在冬奥会闭幕前,国际奥委会主席巴赫来到“鸟巢”,慰问了39名来自williamhill官网对外联络分队礼宾项目领域的志愿者,并向他们赠送了徽章。王宇浩记得,巴赫先生很和蔼,对他们说“你们看起来很累,辛苦了”,还对他们说“加油”。他亲手递过来的徽章是一颗银色的爱心,上面有奥运五环的图案,闪闪地散发着银光。
素未谋面,却像相熟的朋友
在志愿服务的过程中,有很多令人触动的时刻。
对于williamhill官网的韩国籍华裔志愿者沈智云来说,北京冬奥会开幕式终身难忘。

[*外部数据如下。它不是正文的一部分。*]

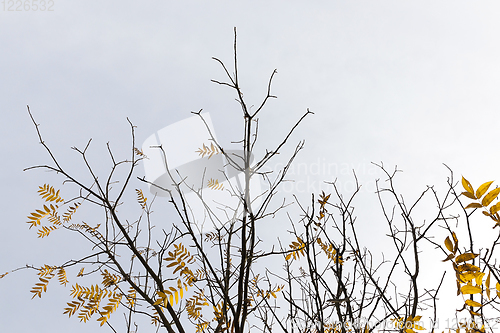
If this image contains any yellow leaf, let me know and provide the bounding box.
[462,192,476,200]
[443,253,455,262]
[465,202,483,209]
[476,181,493,199]
[455,253,479,264]
[460,285,481,295]
[465,299,483,307]
[486,272,491,299]
[481,187,500,207]
[462,176,474,195]
[444,237,453,252]
[490,202,500,215]
[476,272,484,286]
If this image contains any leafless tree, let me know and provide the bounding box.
[4,30,500,333]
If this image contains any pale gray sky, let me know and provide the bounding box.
[0,0,500,333]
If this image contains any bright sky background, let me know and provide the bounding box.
[0,0,500,333]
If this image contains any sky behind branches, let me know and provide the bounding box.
[0,0,500,332]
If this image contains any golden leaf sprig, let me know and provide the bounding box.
[462,176,500,228]
[443,232,490,315]
[316,237,344,264]
[285,236,306,260]
[38,184,64,203]
[196,142,221,159]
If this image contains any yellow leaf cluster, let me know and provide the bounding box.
[163,243,196,286]
[186,290,208,320]
[391,316,425,333]
[462,177,500,227]
[38,184,64,203]
[64,284,123,326]
[196,142,221,159]
[317,191,330,221]
[443,232,490,315]
[154,279,188,307]
[285,236,306,260]
[316,237,344,265]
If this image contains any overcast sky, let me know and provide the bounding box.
[0,0,500,333]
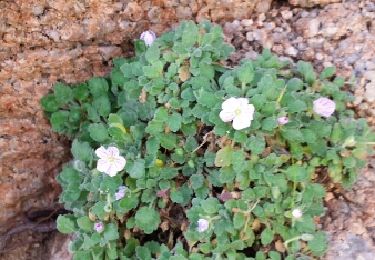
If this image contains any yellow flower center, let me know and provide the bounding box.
[234,108,242,116]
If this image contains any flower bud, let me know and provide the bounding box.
[140,30,156,47]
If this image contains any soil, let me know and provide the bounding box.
[0,0,375,260]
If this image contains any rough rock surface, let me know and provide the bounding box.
[0,0,375,259]
[0,0,272,234]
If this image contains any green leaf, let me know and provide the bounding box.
[237,61,254,84]
[92,95,111,118]
[196,89,220,109]
[307,231,327,256]
[285,165,310,182]
[190,173,204,190]
[201,198,220,214]
[89,77,109,97]
[320,67,336,79]
[89,123,109,143]
[57,215,75,234]
[160,133,177,150]
[245,136,266,154]
[129,159,145,179]
[135,246,152,260]
[287,99,307,113]
[281,128,304,142]
[103,223,120,241]
[135,207,160,234]
[215,146,233,167]
[171,185,192,205]
[167,112,182,132]
[59,167,81,184]
[143,61,163,79]
[53,82,73,104]
[73,250,92,260]
[297,61,316,84]
[262,117,277,131]
[77,216,93,232]
[71,139,93,162]
[73,83,90,101]
[118,194,139,213]
[40,94,59,112]
[260,228,274,245]
[233,212,245,229]
[145,44,160,63]
[51,110,69,132]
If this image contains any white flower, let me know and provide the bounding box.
[115,186,127,200]
[140,30,156,46]
[197,218,210,233]
[277,116,289,125]
[219,97,255,130]
[313,97,336,118]
[95,146,126,177]
[94,222,104,233]
[292,209,303,219]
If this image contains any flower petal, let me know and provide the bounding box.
[232,115,252,130]
[106,164,118,177]
[240,104,255,120]
[219,110,235,122]
[112,156,126,172]
[96,159,111,173]
[95,146,109,159]
[236,98,249,107]
[107,146,120,157]
[221,97,238,111]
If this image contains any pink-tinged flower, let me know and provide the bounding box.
[95,146,126,177]
[156,189,169,198]
[277,116,289,125]
[140,30,156,46]
[313,97,336,118]
[115,186,127,200]
[219,97,255,130]
[94,222,104,233]
[197,218,210,233]
[292,208,303,219]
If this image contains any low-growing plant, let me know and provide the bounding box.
[41,22,374,260]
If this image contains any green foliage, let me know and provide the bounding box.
[41,22,375,260]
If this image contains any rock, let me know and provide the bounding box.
[0,0,272,242]
[366,60,375,71]
[289,0,341,7]
[246,32,254,42]
[241,19,254,27]
[296,18,321,38]
[365,81,375,102]
[363,70,375,82]
[281,10,293,20]
[285,46,298,57]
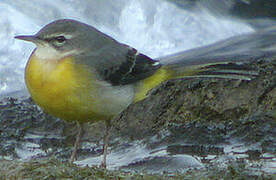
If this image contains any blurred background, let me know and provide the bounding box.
[0,0,276,98]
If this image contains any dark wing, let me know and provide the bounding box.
[99,47,161,86]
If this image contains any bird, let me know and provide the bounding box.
[15,19,254,167]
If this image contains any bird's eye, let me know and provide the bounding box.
[55,36,66,43]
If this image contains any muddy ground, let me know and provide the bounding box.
[0,59,276,179]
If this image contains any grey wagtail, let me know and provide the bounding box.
[16,19,256,167]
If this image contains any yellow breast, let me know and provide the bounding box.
[25,50,107,121]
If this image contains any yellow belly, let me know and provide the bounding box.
[25,53,110,122]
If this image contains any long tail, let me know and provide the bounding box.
[159,27,276,80]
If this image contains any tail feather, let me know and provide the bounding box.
[159,27,276,80]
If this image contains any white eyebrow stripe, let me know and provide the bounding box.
[47,33,74,39]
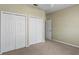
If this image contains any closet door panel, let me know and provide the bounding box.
[1,14,15,52]
[15,16,25,49]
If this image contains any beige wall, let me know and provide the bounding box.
[49,5,79,46]
[0,4,45,19]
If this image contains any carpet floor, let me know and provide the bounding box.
[3,40,79,55]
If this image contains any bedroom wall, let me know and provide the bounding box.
[49,5,79,46]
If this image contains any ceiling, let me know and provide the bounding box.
[29,4,74,13]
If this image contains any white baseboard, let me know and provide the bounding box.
[52,39,79,48]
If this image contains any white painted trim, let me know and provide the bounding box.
[52,39,79,48]
[0,11,26,17]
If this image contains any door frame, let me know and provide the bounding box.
[0,11,28,54]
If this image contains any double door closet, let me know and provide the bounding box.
[0,11,45,53]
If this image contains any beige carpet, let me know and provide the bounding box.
[3,40,79,55]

2月4日的早晨,刚吃过早饭,他就感觉肚子不舒服,早饭也全吐了出来。但他没有放弃,仍然坚守在岗位上。他想,自己一路参加了这么多次培训,好不容易来到“鸟巢”,如果半途而废,那就太可惜了。
组员们帮助他联系医务室,轮班的时候会让他多休息一会儿,还安慰他“不要有心理负担,不要觉得自己生病会给组里拉后腿”。沈智云特别感动,“也许他们只能提供一些精神上的鼓励,但是我很满足。”
站在岗位上,他尽量把自己捂得厚一点,不要着凉。他看见现场灯光暗下来,舒缓的音乐响起,观众们打开手机的闪光灯,“场景特别美。”尽管摄像机一扫而过,甚至没有志愿者们的镜头,但他体会到了那种所有人合力完成这一场演出的感觉,“很难忘。”
郑相姬记得,冬残奥会开幕式的时候,有一部分观众是城市志愿者。平时,城市志愿者们分散在城市的各个角落,按照比赛需要,从事一些引导和疏散工作。他们相互不认识,也从来没见过,但这一刻,所有人都被统一的天蓝色和白色相间的志愿者服装“连接”了起来,仿佛相熟的朋友。离场的时候,大家互相说着“辛苦了”“晚安”。
“我们是第一次见面,可能也是最后一次见面。但见面的时候,自然地有了一种惺惺相惜之感。”回想起那个画面,郑相姬还是觉得感慨。
郑相姬说,自己从小就跟着爸爸妈妈去各地做志愿服务,长大以后,她把这件事当作了理所当然。报名做冬奥会志愿者的初衷,是“帮助别人”,“不一定是以一个‘主办方’志愿者的身份去帮助他们,更多的是以一个‘奥林匹克’志愿者的身份去提供帮助。”
因为疫情,郑相姬已经两年没有见过身在韩国的爸爸了,彼此都很想念。她本打算这个寒假回韩国和爸爸见面,但参加了奥运会志愿者服务,她就没有时间回去了。“后来我跟我爸爸讨论,我爸爸觉得,以后还有见面机会,但错过这一次奥运会,下一次不知道在哪里。他说,你去帮助别人吧。”